Bahari Palak Chicken

Ingredients:

1 kg chicken (on the bones)
1 bowl of spinach (boiled, about 500 gm and ground into paste)
1 medium sized onion (chopped)
1 large tomato (sliced)
6-7 green chilies (chopped)
1 tbsp ginger-garlic paste
2 tbsp grated cheese (I used cheddar cheese)
1 tsp cumin powder
1 tsp coriander powder
1 tsp garam masala powder
1 tsp red chili powder
Salt to taste
White oil for cooking
Ghee (optional)

For Sauté:

3 whole dry red chilies
1 inch cinnamon stick
3-4 green cardamoms
Method:

1) Heat oil in a cooking vessel. When oil turns smoking hot, add the ingredients for sauté and allow them to sputter.

2) Then add the chopped onion and chopped green chilies. Sauté till onion takes on a golden hue.

3) Add ginger-garlic paste, cumin powder, coriander powder, red chili powder, garam masala powder one after another and sauté on medium heat. Add water little by little to help the spices integrate.

4) When oil floats on the surface, add the chicken and mix in. Cook on medium heat for some time, stirring occasionally.

5) Then add the spinach paste and mix it properly with the chicken. Put the lid on and cook covered till spinach blends into the gravy.
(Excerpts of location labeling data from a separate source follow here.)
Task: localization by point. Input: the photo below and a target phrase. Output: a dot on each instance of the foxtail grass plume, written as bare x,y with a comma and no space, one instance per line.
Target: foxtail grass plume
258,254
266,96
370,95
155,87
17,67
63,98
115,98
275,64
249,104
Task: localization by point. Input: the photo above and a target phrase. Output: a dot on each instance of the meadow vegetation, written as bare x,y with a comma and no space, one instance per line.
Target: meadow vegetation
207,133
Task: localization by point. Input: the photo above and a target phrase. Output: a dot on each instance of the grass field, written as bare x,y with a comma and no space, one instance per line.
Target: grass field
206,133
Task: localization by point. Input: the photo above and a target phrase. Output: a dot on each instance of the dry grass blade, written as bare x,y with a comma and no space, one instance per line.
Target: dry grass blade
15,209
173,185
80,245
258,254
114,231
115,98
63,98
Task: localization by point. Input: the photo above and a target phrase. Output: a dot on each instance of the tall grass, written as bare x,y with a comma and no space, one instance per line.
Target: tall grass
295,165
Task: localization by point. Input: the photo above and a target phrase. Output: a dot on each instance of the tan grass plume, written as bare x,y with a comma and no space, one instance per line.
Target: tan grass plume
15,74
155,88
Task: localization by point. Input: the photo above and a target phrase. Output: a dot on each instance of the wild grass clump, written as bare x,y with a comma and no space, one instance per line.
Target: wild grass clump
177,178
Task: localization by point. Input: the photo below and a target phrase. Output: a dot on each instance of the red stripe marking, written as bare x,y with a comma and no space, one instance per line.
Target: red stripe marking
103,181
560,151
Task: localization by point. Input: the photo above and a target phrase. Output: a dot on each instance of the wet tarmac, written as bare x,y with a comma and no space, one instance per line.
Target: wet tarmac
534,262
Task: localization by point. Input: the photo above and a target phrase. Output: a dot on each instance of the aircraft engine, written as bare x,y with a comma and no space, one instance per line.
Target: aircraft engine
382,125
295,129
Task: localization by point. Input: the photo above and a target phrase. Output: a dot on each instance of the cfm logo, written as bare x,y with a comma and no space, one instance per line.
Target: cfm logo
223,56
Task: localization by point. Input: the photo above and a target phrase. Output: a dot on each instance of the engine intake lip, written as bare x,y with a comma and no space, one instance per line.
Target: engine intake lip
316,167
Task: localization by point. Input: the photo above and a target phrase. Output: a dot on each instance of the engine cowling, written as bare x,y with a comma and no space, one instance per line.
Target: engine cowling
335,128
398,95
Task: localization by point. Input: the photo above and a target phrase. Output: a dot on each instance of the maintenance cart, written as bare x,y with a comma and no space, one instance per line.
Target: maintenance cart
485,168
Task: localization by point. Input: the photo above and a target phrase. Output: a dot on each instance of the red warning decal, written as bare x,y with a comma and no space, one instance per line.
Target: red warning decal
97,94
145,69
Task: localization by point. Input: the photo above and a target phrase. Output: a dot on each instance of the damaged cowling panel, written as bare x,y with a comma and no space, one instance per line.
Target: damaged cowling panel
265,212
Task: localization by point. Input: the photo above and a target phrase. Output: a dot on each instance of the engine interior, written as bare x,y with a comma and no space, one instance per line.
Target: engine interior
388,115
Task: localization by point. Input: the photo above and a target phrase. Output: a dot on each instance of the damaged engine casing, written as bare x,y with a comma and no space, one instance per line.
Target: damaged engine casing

6) Add salt and grated cheese. When cheese melts away into the gravy, add the tomato slices and mix them well.
7) Again cook covered for few minutes till chicken is tender and all the ingredients blended together emanates a nice aroma.

8) Finally before turning the heat off, drizzle 2 tsps. of ghee and stir in to mix.

9) Serve hot with steaming rice, paratha or naan.